There is a short cut which leads from
my house to the church, and therefore, of course,
to the rectory, which stands, as rectories often do,
close to the church. The path it can
only be used by those who walk leads past
the garden and through a wood to the high road.
It was on this path, a quarter of a mile or so from
the road, that I met Canon Beresford, about ten days
after my interview with Lalage in the pigsty.
Certain wood pigeons of low morality had been attacking
our gooseberry bushes. My mother, instigated
by the gardener, demanded their destruction, and so
I went out with a gun. I shot two of the worst
offenders. The gardener discovered half digested
fruit in the dead bodies, so I am sure that I got
the right birds and did not unjustly execute the innocent.
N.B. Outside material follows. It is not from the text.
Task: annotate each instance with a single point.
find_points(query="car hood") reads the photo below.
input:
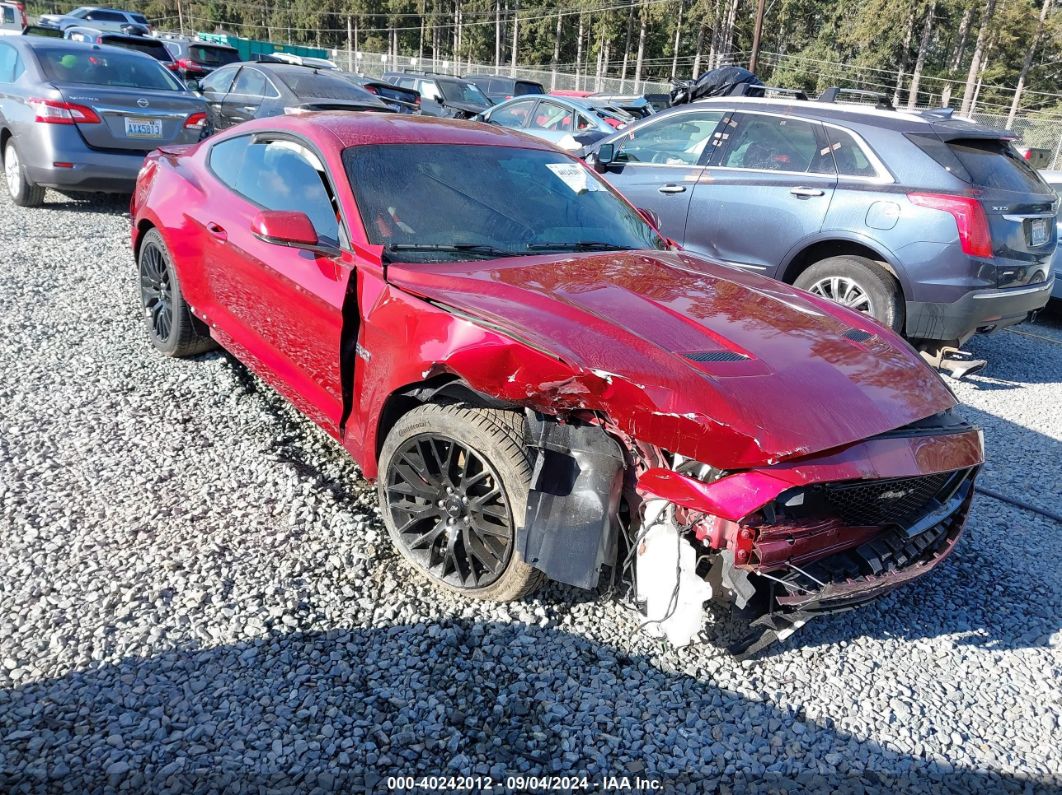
(725, 366)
Then I met the Canon. He displayed no interest
whatever in the destruction of the wood pigeons, although
his garden must have suffered quite as much as ours.
I remarked that it was nearly luncheon time and asked
him to return with me and share the meal. He was
distraught and nervous, but he managed to quote Horace
by way of reply:
“Destrictus
ensis cui super impia
Cervice pendet, non
Siculae dapes. . . .”
The Canon’s fondness for Horace
accounts, I suppose, for the name he gave his daughter.
His habit of quoting is troublesome to me; because
I cannot always translate what he says. But he
has a feeling for my infirmity and a tactful way of
saving my self-respect.
“If you had a heavy, two-handed
sword hanging over your head by a hair,” he
explained, “you would be thinking about something
else besides luncheon.”
“What has the Archdeacon been doing?”
I asked.
The Archdeacon is a man with a thirst
for information about church affairs, and he collects
what he wants by means of questions printed on sheets
of paper which he expects other people to answer.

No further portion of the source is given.